対怪異特殊分析機構
「…………う」
目が覚めたかどうか自分でも判断出来なかったのは視界全体が暗転してまともな景色を見られないからだ。だが意識はとてもハッキリしているし、自分が何処に居るかも把握している。暗いのは装置に繋がる導線を破壊したせいで部屋の照明系統にも影響が及んだからだろう。

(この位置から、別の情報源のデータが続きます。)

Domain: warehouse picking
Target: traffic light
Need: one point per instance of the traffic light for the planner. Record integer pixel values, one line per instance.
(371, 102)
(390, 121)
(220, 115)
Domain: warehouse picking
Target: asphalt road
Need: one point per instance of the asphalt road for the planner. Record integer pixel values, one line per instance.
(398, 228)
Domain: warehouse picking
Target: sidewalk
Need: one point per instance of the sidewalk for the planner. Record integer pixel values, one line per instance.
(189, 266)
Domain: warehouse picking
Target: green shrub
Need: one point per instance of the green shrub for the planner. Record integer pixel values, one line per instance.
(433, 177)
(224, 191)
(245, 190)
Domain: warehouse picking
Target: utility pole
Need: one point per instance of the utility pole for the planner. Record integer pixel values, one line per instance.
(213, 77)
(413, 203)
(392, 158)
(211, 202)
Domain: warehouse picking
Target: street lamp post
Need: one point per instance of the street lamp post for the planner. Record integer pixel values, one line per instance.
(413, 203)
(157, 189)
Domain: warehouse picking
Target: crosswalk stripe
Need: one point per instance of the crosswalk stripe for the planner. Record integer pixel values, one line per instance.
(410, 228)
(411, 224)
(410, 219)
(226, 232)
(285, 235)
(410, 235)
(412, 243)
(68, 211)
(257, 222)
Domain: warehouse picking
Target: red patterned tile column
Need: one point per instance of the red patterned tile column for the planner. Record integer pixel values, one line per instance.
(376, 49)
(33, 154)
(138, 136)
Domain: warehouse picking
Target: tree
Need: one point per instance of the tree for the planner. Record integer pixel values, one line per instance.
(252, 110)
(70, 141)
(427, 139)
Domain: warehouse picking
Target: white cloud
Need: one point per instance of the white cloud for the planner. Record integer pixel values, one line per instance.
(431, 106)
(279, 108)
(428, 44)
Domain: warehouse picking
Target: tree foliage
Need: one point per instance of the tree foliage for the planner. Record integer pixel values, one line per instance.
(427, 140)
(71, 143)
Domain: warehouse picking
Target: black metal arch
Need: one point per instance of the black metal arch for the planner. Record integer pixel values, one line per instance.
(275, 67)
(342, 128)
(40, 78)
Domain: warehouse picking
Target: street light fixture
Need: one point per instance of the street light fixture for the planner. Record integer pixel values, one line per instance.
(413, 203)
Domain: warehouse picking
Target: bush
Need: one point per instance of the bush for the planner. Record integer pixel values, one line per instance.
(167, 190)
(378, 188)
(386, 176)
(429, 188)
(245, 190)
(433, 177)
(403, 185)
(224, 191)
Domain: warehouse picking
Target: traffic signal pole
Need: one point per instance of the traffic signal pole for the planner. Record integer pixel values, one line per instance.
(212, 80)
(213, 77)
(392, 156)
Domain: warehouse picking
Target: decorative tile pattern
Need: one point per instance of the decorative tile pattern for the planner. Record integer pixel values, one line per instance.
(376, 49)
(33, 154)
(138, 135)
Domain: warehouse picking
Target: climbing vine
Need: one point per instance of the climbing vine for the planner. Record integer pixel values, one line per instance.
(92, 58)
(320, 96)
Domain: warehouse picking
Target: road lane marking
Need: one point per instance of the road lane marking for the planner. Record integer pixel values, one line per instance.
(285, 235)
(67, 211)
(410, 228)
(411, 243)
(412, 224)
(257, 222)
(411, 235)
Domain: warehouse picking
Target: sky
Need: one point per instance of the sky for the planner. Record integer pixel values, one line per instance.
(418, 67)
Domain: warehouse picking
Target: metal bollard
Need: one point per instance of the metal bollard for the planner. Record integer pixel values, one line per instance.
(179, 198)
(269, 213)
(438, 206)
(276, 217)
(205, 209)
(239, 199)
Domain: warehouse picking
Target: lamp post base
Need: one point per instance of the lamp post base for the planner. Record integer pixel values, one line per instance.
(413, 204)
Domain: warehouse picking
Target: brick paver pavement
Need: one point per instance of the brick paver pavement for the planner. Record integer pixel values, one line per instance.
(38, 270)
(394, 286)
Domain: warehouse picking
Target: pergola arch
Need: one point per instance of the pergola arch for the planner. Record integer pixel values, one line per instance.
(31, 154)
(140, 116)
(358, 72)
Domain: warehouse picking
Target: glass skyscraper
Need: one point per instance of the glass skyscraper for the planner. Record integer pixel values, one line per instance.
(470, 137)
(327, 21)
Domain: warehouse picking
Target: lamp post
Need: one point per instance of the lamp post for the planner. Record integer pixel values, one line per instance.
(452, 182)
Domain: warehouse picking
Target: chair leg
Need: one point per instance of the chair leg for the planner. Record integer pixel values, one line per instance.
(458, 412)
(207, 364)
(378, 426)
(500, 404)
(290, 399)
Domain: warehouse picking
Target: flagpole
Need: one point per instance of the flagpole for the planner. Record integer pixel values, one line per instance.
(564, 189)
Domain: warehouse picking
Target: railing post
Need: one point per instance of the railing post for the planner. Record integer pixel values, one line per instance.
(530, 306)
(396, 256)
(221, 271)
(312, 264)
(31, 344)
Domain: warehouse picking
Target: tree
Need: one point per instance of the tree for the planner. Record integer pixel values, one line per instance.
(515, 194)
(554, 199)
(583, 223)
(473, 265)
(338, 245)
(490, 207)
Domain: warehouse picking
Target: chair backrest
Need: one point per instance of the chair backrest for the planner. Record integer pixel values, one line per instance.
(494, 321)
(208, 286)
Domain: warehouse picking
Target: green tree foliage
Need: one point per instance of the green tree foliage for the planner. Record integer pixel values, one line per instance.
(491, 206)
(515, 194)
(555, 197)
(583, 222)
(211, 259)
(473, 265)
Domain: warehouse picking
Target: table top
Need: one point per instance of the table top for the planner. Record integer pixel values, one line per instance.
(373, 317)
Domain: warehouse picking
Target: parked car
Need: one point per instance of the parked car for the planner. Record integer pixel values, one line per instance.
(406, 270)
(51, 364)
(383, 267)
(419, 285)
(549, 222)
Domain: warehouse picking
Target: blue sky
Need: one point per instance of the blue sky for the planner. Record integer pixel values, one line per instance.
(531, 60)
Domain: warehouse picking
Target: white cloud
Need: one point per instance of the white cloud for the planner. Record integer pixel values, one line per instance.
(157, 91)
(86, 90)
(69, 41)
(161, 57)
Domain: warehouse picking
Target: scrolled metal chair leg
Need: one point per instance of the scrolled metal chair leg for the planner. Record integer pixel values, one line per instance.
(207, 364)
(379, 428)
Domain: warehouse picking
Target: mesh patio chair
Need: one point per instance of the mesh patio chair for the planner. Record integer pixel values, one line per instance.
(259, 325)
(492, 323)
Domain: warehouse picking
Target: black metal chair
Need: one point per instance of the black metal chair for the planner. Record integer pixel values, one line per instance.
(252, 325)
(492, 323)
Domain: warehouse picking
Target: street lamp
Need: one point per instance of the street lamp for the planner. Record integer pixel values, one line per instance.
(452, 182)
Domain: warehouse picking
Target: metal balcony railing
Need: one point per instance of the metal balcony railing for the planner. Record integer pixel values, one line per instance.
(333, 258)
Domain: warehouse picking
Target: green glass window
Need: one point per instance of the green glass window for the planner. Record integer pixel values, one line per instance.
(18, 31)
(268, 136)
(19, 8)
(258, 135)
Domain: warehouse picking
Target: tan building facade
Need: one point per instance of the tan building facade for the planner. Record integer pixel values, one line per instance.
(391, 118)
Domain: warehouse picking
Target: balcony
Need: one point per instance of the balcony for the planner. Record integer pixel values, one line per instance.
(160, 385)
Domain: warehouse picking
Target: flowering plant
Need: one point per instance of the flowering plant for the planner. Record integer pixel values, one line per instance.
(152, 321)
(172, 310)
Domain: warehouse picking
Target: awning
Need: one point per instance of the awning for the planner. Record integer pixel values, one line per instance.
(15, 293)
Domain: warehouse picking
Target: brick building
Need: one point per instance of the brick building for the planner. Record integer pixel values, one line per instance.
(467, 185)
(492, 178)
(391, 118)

『おはようございます。天宮泰斗君。私の事はまだ覚えていますか?』
「…………霖さん」
『はい。霖さんです。真っ暗闇で状況が把握できないと思いますが、まず貴方の両手足は生身に置き換えさせてもらいました。気分は如何ですか?』
「え…………」
確かめるべく、部屋を出る(部屋のロックはこことは無関係らしい)と、確かに両手足は人形の物ではなくきちんと肉の性質を持っていた。ただ何の痕跡も残さず綺麗につなげられた訳ではなく、人形だった部位の丁度繋ぎ目に縫合の痕が残っている。
「……外科手術したんですか? 俺が寝てる間に」
『得意ではないので、痕はどうしても残ってしまいます。すみません。ここにはまともな環境も手術道具もないので、不自由があれば私の不手際です』
「いや、全然大丈夫です! し、死体の手足じゃないですよね。綺麗だし。有難うございます」
何処から代替パーツを持ってきたかはこの際突っ込むべきじゃない。腐敗もしていなければ腕の大きさもぴったりだ。特に腕の大きさはたまたま一致する物でもないから、一番考えられる線は一から作り直した、とか。この研究所の科学力の限度を知らないから、真っ当な範囲なら有り得る方法だ。
「それで、俺は何処に行けばいいですか?」
『この研究所は全部で地下五階まで広がっていますが、同行者の殆どが再起不能に陥った今、何の装備もない貴方ではまだ立ち向かえません。地下三階に貴方も良く知る装備があります。、まずはそれを手に入れてください』
「あの部位の大群みたいな奴は、もう居ませんか!?」
あれに追いかけ回されて逃げ切れる自信はない。この研究所のマップも知らなければ純粋に速度も負けているのだ。地下というからにはと必死に階段を探しているがまだ見つかっていない。迷路を歩いている気分である。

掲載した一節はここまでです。